Ripple- The Grateful Dead (from Freaks and Geeks)

The Grateful Dead are a staple of any road trip playlist I put together today, but the truth is, I never really listened to them before Lindsey got on that bus to end Freaks and Geeks. I love that show for a long list of reasons, and introducing me to The Grateful Dead is right up there at the top. This song helped create the perfect ending to a damn-near perfect show, and it will always have a special place in my heart.

I Will Wait for You- Connie Francis (from Futurama)

This song put the finishing touch on what I maintain is the saddest moment ever displayed on a TV screen.
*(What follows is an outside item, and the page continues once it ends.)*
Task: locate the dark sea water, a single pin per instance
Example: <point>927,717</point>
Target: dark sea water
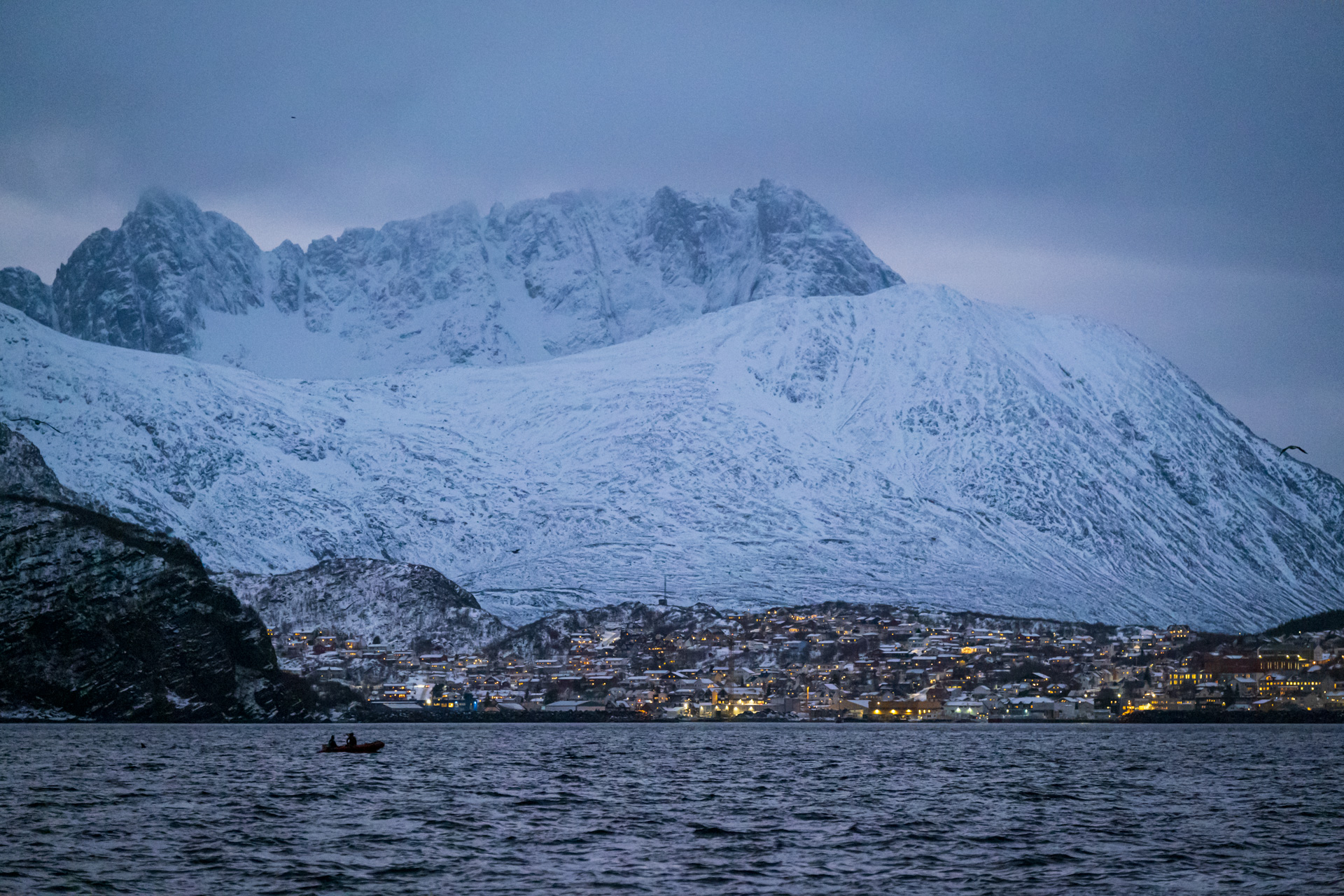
<point>673,809</point>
To this day, I genuinely cannot listen to this song without thinking about that dog sitting on a street corner waiting for Fry. The vocals are beautiful, the instrumental is haunting and the imagery is heart-breaking. I can’t even talk about this anymore without getting sad. Next!

Little Boxes- Malvina Reynolds (Weeds)

It might be cheating, considering Little Boxes is the Weeds theme song, but this song is just so catchy. Its quirky style and critique of suburban America fit the show perfectly, and the song is just so catchy. Plus, the show took to having artists like Elvis Costello, Death Cab for Cutie, The Shins and so much more come in and cover Little Boxes for later episodes. How great is that? This song is one of the all-time great TV themes and definitely deserves this spot on my list.
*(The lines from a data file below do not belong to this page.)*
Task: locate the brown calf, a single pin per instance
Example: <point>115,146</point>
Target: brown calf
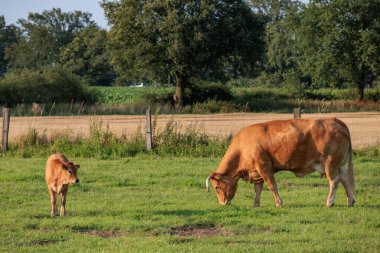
<point>59,174</point>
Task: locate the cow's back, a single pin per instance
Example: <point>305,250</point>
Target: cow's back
<point>293,144</point>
Committed to the Crime- Chaos Chaos (from Rick and Morty)

Rick and Morty is a leader in a growing trend of adult cartoons with really great soundtracks. When the show’s not getting schwifty or singing about moonmen, it’s using really great music to punctuate some really impactful moments. This song played during arguably the darkest moment of the show so far (and that’s saying something with Rick and Morty), and the result is a darkly beautiful moment.

It Never Rains In Southern California- Albert Hammond (from Veronica Mars)
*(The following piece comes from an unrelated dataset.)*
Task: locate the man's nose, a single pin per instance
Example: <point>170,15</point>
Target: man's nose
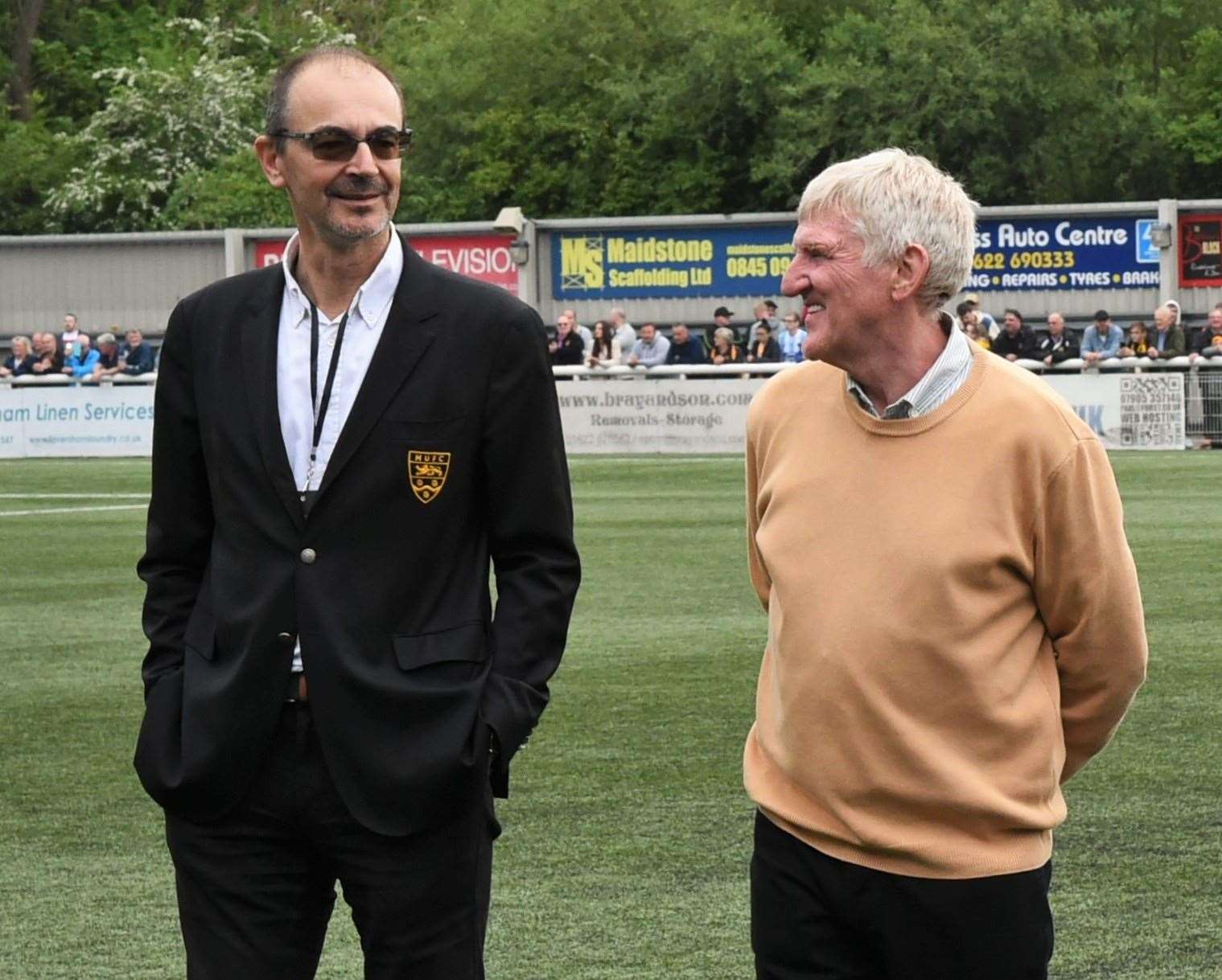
<point>795,280</point>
I’d be lying if I said I ever really got into this show, but I did get invested in these characters enough to skip ahead and watch the season 3 finale. This song had just the right combination of catchy melodies and sad sentiment to get stuck in my head, and usually sits somewhere alongside Ripple on my road trip playlists.

Blooming Flowers and the Full Moon- Zhou Xuan (from Master of None)

A lot of these songs are used to punctuate sad moments, so it’s always nice when a show can use great music in different, happier and more creative ways. That’s the case with this next song and show combination. This is a genre I would have never listened to in a million years, but Master of None does a really good job of adding emotional weight to this really creative song choice. Master of None has arguably the best soundtrack in any TV show, and this particular episode stood out in my mind as being musically spectacular. Hell, it opens with T.R.O.Y.’s prolific saxophone riff and manages to work in songs like Blooming Flowers and the Full Moon. Any show that can go from great 90’s hip-hop to jazz music from the far east deserves to be recognized for its soundtrack.

Sea of Dreams- Oberhofer (from Bojack Horseman)

From its title track (written by Patrick Carney of The Black Keys) to the end credits song (by Grouplove) to all the great music in-between, Bojack Horseman is a deep well of really great music. It was tough to pick just one song, but Oberhofer’s Sea of Dreams eventually took the top spot. This song put a bow on one of the greatest episodes of TV ever made (in my humble opinion), has had a permanent spot in my melancholy playlists ever since and introduced me to a really great band. Not bad for an animated comedy about a talking horse.

Dayman- Charlie Day (I guess) (from It’s Always Sunny in Philadelphia)

Yeah, yeah, I know. This isn’t a real song, but it’s still great. Plus, how many times did you and your friends walk around yelling/ singing this song (I really hope you did, otherwise I’m gonna feel pretty weird).